Japan defies IS hostage-takers
January 21, 2015Japanese Prime Minister Shinzo Abe rushed home on Wednesday, cutting short a Middle East tour, to deal with the hostage-taking. In a video on Tuesday, the "Islamic State" (IS) said it wanted $200 million (170 million euro) paid by Friday.
In Tokyo, Chief Cabinet Secretary Yoshihide Suga said Japan would use diplomatic channels and "all kinds of media" to obtain the hostages' release.
It is the first time that the jihadist group has threatened Japanese captives.
He confirmed the identities of the men as Kenji Goto, a freelance journalist, and Haruna Yukawa, a security contractor, who were shown in a video wearing orange overalls, while a captor waved a knife near them.
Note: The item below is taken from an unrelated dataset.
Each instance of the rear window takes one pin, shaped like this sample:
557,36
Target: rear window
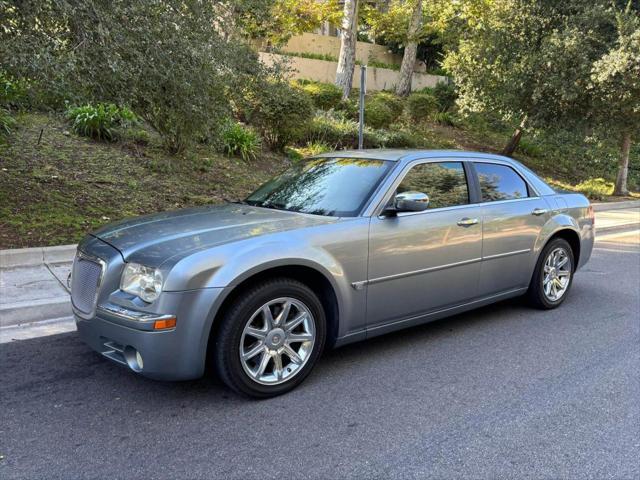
500,182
Abe demands hostages' release
The video, released on Tuesday while Abe was visiting Jerusalem, was reminiscent of IS hostage-takings last year that ended in the beheadings of five Western hostages - two Britons and three Americans.
Japan is still trying to overcome the loss of 10 Japanese at the hands of militants in 2013 during an Algerian gas plant crisis.
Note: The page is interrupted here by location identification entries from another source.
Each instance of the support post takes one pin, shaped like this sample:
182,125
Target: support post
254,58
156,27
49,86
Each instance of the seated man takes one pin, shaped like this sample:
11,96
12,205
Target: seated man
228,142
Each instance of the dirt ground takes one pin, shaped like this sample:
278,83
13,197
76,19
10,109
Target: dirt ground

Abe, while visiting Jerusalem, vowed on Tuesday that he would not bow to "terrorism" and demanded that the pair be released "immediately" and unharmed.
"Their lives are the top priority," Abe said.
In the video, a black-clad person said the ransom demanded by IS was equal to the sum of aid pledged by Japan to help Western powers "fight the Islamic State."
Japan has insisted that its aid amounts to non-military assistance for Middle East countries neighboring Syria and Iraq that have taken in refugees displaced by Syria's conflict and the IS' territorial expansion that spread from northern Syria into western Iraq in April last year.
Avoiding armed intervention
Japan has steered clear of joining armed engagements in the Middle East that have been undertaken by the US, Britain and other Western countries.
The chief spokesman for Japan's branch of the UN Children's Fund (UNICEF), Hiromasa Nakai, described Goto as a someone who had worked hard for children in the Islamic would at locations including Somalia.
"It is an extreme shock for us. We hope he will return safe,"
Abe dispatched his deputy foreign minister, Yasuhide Nakayana to Jordan to seek its support in resolving the hostage crisis.